La educación, entonces, tiene que ver con lo político. Lo
político es hacer nacer la sociedad, que no es una comunidad. En una comunidad
vivimos juntos porque compartimos el mismo pasado, los mismos gustos, las mismas
elecciones; puede haber una comunidad de pescadores, o una comunidad de gente a
la que le gusta el rap. Una sociedad es un conjunto de comunidades que acepta
que existen leyes que trascienden su pertenencia comunitaria. A tal título la
escuela es una comunidad, es una sociedad que enseña que más allá de las
comunidades existen reglas societales que les permiten coexistir a las
comunidades, que le permite a cada uno hacer sus elecciones, tener sus gustos,
sus deseos pero que también permite vivir juntos y darse un marco común. La
sociedad impone Educamos para el bien común, para la polis griega y ahí la
educación es a lo político.
Cuando yo le pido al chico que renuncie a
ser el centro del mundo, le estoy pidiendo como ciudadano que se inscriba en un
colectivo que renuncia a que su comunidad le imponga su ley a lo colectivo.

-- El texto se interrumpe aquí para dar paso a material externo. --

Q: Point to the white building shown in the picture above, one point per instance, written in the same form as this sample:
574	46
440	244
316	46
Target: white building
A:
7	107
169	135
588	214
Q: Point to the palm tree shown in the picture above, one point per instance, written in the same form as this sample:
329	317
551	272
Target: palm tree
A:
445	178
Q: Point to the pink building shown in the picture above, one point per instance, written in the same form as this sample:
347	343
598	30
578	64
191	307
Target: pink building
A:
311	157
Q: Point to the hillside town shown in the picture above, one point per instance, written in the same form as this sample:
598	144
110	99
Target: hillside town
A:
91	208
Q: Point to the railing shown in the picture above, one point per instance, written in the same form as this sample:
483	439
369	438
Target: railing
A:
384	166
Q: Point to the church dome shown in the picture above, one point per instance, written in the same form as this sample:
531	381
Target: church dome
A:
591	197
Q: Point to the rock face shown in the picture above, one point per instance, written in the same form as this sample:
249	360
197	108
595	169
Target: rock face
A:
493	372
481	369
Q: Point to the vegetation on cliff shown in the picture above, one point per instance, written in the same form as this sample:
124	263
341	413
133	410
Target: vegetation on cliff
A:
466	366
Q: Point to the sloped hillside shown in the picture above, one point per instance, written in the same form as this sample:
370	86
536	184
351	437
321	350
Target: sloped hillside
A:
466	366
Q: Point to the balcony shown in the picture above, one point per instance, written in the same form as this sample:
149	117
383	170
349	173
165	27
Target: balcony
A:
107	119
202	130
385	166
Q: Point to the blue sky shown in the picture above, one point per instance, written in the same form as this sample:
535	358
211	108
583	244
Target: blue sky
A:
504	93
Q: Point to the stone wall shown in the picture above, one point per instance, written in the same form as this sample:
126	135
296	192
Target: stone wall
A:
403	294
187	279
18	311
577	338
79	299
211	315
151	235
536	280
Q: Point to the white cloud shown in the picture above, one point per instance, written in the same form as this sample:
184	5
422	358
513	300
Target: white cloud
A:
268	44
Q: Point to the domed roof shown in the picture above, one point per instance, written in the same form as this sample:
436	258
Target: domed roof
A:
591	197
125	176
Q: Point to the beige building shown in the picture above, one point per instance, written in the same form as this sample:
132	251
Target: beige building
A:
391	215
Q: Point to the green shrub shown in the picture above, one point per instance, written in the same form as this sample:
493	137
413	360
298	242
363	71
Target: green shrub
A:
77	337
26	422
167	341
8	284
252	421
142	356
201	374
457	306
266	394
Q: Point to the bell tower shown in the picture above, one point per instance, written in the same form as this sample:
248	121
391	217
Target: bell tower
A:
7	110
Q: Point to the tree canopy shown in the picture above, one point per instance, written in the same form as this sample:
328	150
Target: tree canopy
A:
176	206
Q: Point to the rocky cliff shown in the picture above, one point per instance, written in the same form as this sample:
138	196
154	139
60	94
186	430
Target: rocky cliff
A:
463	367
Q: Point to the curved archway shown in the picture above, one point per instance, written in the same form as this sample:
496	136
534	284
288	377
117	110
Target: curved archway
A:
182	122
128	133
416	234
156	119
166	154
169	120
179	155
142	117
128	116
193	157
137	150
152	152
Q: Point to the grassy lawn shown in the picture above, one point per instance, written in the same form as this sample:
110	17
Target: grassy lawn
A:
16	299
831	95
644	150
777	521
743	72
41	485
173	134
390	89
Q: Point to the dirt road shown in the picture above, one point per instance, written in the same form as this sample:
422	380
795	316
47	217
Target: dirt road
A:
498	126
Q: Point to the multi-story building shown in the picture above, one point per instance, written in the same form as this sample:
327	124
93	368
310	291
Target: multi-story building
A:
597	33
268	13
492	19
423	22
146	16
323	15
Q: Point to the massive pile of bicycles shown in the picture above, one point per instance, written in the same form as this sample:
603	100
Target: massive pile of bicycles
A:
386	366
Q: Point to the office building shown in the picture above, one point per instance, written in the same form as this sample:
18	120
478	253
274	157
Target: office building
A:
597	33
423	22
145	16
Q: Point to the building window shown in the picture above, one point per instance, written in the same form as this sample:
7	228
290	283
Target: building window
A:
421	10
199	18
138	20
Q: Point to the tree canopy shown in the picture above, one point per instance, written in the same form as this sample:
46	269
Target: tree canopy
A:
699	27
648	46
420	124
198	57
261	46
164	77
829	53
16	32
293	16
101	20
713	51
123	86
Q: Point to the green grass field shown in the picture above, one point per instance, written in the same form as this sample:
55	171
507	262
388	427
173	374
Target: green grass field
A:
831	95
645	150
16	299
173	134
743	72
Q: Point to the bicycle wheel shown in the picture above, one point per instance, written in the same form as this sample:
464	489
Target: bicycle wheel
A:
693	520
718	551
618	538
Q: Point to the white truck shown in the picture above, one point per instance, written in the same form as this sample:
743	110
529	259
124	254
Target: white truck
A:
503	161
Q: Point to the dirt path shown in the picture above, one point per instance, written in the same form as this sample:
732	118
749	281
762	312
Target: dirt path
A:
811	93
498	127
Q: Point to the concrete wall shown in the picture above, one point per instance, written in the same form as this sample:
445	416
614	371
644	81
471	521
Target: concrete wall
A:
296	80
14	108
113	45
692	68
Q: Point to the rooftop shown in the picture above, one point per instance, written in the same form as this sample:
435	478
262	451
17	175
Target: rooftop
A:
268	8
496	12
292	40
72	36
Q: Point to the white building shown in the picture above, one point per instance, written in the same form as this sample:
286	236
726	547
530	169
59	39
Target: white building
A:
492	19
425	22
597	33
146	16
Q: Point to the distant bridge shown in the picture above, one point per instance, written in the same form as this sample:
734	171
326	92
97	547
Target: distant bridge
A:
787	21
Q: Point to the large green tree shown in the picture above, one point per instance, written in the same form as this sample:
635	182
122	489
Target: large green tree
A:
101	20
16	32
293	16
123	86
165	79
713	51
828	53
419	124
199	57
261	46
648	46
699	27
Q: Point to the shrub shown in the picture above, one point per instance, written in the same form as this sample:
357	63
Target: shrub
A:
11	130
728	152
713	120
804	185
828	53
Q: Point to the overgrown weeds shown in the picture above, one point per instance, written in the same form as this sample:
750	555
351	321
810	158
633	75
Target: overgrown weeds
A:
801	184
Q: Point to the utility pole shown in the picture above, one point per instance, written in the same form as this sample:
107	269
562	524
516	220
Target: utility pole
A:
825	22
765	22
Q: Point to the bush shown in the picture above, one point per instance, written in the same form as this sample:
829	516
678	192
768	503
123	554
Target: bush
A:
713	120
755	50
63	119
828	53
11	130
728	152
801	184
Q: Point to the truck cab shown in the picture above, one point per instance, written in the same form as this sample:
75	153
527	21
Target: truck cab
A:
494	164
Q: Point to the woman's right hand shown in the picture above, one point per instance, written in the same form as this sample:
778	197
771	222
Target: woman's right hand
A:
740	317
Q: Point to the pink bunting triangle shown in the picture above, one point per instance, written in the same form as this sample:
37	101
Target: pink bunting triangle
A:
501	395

Renunciar a ser el centro del mundo es a la vez la condición para aprender una
lengua extranjera, historia, matemática, pero también para vivir en la sociedad
democrática. Por eso el aprendizaje de saberes es condición para la ciudadanía,
no son dos cosas diferentes, es lo mismo. El aprendizaje de la alteridad es la
renuncia a estar en el centro, es el hecho de hacer existir la democracia
reconociendo siempre el espacio vacío del centro. Es un esfuerzo permanente de
los hombres mantener ese espacio vacío en el seno de la familia, de la clase,
del barrio, de la ciudad, del país, del mundo. Mantener el espacio vacío,
diciendo que nadie tiene derecho a instalarse en el centro del mundo: ni el
chico en la familia ni el tirano en la ciudad.
En cierta manera lo que
hay de formidable hoy es que vivimos la muerte de los dioses. Vivimos la muerte
de los ídolos y estamos en los inicios de la invención de algo que es la
posibilidad de un mundo fundado en la cooperación, en la solidaridad, en la
confrontación y no en la adoración de ídolos.
Por eso es que no soy
nostálgico del pasado. Pienso que hay muy grandes razones para inquietarse por
el porvenir, pero también creo que hay muy buenas razones para tener esperanzas.
El hecho de que el cielo esté vacío quizás quiera decir que ha llegado el tiempo
de los hombres, de que hagan su ley y les enseñen a sus hijos que son los
hombres los que hacen la ley, y que la hacen juntos y no por separado.